Mugila Chumbana is a 2013 Indian Kannada-language romantic drama film directed by B Shankar. The film was also produced and co-written by Raghuveer, who also stars in the film alongside Shravanthi and Shakuntala.

== Plot ==
Harish, who returned from America after pursuing his MBA, manages his father's garment factory. He falls in love with Sowmya after chancing upon her photograph only to realise that she had died. Sangeetha, who has to deal with familial pressure to get married, falls in one-sided love with Harish after he helps her out. Although Harish rejects Sangeetha's love initially, he eventually accepts her love.

== Cast ==
- Raghuveer as Harish
- Shravanthi as Sangeetha
- Shakuntala
- Srilalitha
- Rajanand
- Ashok Rao
- Shivaram

== Soundtrack ==

The music was composed by Vijayanand.

Track listing
| No. | Title | Lyrics | Singer(s) | Length |
|---|---|---|---|---|
| 1. | "Chinni Chintamani" | S. Narayan | Rajesh Krishnan, Manjula Gururaj | 4:30 |
| 2. | "Belake Hombelake" | S. Narayan | Rajesh Krishnan | 4:53 |
| 3. | "Premaraga Thapidaaga" | R. N. Jayagopal | Rajesh Krishnan, Soumya | 5:21 |
| 4. | "Sangeetha I Love You" | S. Narayan | Rajesh Krishnan, Soumya | 4:43 |
| 5. | "Yaare Nee Muddu Mogadavale" | S. Narayan | Rajesh Krishnan, Soumya | 4:59 |
| 6. | "Prema Pallaki" | R. N. Jayagopal | Rajesh Krishnan, Manjula Gururaj | 5:08 |
| Total length: |  |  |  | 29:34 |

== Release and reception ==
The film was released after much delay to negative reviews and was a box office failure. The direction, story, and cinematography were criticised while the music was called the film's saving grace. This was Raghuveer's last film before his untimely death.

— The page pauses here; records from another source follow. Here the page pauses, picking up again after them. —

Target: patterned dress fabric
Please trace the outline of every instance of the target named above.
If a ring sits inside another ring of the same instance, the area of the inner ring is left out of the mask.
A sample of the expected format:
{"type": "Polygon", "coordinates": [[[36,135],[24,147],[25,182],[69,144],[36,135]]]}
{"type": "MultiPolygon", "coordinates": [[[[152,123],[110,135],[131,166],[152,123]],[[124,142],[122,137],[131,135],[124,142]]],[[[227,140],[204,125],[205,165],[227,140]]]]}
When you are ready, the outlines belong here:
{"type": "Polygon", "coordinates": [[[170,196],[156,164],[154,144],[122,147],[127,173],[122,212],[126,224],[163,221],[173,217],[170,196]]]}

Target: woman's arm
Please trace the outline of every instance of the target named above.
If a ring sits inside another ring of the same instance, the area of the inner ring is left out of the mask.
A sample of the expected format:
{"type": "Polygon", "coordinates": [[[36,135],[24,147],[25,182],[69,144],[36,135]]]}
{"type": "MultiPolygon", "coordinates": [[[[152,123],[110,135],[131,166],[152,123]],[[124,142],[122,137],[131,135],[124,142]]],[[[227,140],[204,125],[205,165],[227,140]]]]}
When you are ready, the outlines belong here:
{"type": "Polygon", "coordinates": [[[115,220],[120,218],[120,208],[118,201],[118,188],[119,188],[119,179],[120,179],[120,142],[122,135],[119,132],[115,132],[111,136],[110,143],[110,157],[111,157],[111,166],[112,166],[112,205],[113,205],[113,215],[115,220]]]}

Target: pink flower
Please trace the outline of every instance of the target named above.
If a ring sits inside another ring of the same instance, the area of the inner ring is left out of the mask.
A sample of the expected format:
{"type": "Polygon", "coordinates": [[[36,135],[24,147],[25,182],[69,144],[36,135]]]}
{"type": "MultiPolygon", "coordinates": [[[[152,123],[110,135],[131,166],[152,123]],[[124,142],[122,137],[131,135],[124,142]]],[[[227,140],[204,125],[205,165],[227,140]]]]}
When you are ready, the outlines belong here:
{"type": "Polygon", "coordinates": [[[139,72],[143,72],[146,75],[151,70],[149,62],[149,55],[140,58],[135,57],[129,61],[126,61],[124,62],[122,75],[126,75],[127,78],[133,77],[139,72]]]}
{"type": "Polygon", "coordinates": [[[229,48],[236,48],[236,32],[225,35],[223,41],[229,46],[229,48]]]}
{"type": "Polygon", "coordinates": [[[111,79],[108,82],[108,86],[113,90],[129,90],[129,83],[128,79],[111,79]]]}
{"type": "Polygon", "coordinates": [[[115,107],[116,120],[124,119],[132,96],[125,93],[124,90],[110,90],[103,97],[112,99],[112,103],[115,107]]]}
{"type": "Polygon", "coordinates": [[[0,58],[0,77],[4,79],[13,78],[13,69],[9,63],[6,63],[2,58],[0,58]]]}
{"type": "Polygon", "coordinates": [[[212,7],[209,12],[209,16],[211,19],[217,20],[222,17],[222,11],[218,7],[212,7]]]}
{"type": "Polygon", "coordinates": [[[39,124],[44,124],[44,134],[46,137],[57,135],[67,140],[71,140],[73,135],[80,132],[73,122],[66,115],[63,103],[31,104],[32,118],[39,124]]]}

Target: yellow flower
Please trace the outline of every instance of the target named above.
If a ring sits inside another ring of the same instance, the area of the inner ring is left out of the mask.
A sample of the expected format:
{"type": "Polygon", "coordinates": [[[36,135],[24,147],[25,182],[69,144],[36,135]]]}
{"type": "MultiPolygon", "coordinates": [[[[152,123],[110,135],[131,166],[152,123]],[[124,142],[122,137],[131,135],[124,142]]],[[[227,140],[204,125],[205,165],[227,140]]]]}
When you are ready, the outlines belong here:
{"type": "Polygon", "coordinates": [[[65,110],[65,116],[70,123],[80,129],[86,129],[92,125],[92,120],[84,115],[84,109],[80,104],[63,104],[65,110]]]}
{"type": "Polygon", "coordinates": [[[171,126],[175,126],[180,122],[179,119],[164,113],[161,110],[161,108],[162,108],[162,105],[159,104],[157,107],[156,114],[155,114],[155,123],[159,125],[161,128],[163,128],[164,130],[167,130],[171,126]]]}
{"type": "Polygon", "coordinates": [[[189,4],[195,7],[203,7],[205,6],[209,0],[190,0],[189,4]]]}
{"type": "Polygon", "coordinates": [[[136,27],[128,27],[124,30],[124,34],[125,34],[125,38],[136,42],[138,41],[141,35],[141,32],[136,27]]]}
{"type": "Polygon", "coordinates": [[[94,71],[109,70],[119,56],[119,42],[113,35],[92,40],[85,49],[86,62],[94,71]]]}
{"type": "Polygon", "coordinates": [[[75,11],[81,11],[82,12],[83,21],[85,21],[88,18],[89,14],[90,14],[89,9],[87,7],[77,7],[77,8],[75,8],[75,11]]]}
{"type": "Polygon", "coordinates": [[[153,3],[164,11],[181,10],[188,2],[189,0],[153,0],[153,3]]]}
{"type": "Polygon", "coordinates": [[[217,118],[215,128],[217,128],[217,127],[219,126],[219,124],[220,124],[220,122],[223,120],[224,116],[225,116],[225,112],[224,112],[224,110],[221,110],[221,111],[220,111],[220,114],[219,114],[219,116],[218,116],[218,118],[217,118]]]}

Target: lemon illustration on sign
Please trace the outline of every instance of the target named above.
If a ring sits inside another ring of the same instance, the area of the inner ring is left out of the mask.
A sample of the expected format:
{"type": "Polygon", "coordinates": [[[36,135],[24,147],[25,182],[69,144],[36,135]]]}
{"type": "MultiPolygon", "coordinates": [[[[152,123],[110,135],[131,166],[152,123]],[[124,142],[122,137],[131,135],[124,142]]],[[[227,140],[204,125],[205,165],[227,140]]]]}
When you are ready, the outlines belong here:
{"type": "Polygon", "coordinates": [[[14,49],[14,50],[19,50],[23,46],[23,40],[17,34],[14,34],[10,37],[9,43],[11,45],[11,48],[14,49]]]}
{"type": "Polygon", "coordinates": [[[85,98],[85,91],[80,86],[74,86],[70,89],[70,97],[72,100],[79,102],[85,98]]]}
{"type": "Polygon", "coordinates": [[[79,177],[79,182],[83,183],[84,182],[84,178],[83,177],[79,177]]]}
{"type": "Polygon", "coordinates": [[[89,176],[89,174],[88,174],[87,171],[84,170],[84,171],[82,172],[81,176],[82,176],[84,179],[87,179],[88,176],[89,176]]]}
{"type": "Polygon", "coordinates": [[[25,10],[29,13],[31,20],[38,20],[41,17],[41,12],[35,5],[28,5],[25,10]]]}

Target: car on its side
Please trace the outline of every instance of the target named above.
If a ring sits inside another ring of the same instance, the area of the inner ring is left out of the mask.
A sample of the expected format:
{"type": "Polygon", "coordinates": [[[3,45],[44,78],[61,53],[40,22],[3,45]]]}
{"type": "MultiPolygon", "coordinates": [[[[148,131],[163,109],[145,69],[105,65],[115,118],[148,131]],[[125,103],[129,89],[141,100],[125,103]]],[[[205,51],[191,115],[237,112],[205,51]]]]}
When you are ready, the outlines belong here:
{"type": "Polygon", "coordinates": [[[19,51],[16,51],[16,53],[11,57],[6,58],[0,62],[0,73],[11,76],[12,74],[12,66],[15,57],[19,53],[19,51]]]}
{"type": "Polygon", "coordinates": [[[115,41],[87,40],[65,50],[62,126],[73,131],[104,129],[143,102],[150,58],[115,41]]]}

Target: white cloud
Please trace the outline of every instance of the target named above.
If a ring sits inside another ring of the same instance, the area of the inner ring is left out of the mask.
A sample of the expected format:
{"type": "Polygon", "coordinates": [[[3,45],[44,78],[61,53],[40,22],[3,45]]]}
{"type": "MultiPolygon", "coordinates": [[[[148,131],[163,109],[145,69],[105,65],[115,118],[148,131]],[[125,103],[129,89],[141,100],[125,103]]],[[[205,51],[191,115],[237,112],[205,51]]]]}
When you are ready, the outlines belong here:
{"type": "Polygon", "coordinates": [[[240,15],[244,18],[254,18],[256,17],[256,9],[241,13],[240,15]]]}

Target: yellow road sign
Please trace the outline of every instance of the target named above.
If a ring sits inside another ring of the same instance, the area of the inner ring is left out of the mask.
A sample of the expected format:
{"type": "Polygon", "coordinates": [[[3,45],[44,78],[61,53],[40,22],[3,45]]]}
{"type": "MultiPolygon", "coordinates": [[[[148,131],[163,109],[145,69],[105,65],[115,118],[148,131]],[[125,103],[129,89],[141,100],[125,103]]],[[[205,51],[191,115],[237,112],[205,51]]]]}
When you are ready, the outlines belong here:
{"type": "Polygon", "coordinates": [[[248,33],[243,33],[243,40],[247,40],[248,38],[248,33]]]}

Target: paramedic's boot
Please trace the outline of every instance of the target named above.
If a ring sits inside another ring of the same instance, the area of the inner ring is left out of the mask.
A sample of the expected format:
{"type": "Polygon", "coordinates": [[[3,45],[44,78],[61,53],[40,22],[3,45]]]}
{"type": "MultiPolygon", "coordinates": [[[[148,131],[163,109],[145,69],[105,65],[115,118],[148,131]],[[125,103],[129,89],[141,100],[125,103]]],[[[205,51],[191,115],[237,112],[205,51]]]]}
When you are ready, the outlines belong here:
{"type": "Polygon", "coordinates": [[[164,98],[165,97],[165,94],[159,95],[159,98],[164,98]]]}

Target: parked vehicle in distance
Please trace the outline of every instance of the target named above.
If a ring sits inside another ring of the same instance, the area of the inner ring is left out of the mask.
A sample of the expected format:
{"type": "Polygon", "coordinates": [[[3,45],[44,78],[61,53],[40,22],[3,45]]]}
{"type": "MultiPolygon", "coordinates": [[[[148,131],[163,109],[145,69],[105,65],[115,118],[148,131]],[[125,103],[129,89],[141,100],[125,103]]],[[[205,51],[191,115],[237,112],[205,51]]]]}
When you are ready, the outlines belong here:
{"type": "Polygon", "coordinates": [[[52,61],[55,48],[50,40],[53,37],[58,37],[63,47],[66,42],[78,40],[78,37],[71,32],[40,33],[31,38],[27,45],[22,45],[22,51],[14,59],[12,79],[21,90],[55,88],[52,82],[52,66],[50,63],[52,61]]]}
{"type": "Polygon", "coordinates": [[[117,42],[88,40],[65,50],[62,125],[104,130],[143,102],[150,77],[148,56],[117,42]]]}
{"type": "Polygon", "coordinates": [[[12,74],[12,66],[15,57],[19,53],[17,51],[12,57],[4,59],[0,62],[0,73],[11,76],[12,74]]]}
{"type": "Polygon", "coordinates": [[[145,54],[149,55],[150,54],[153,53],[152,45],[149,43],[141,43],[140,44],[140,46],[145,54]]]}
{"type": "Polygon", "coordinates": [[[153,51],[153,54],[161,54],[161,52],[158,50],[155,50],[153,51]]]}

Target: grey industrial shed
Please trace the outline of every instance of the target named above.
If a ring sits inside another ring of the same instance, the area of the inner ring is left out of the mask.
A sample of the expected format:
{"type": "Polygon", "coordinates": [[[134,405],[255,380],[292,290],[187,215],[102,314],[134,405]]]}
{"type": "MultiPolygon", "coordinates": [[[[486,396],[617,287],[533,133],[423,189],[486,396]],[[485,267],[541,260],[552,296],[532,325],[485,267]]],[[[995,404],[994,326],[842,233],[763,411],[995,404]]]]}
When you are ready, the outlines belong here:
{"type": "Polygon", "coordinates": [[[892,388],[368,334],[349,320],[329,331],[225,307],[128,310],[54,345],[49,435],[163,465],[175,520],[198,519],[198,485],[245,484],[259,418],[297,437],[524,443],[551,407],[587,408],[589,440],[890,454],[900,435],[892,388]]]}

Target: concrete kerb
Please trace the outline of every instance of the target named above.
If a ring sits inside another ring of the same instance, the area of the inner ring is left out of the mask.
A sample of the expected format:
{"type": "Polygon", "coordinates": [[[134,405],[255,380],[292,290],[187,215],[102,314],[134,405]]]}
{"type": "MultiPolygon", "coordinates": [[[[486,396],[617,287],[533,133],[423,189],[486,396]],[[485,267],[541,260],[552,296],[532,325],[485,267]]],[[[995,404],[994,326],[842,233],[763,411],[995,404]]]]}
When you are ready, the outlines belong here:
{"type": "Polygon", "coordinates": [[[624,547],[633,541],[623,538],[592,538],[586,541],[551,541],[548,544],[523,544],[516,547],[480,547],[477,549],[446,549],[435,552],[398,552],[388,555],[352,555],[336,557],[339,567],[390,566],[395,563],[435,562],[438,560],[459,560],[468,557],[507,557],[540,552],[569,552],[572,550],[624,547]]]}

A critic from Deccan Herald wrote that "Mugila Chumbana remains as elusive as the first kiss between the rains and a parched earth during droughty summers". A critic from The Times of India wrote that "Except for music by Vijayanand, there is nothing positive in the movie. But unnecessary song sequences placed at wrong times not only irritates you, but also disrupts the flow of the story".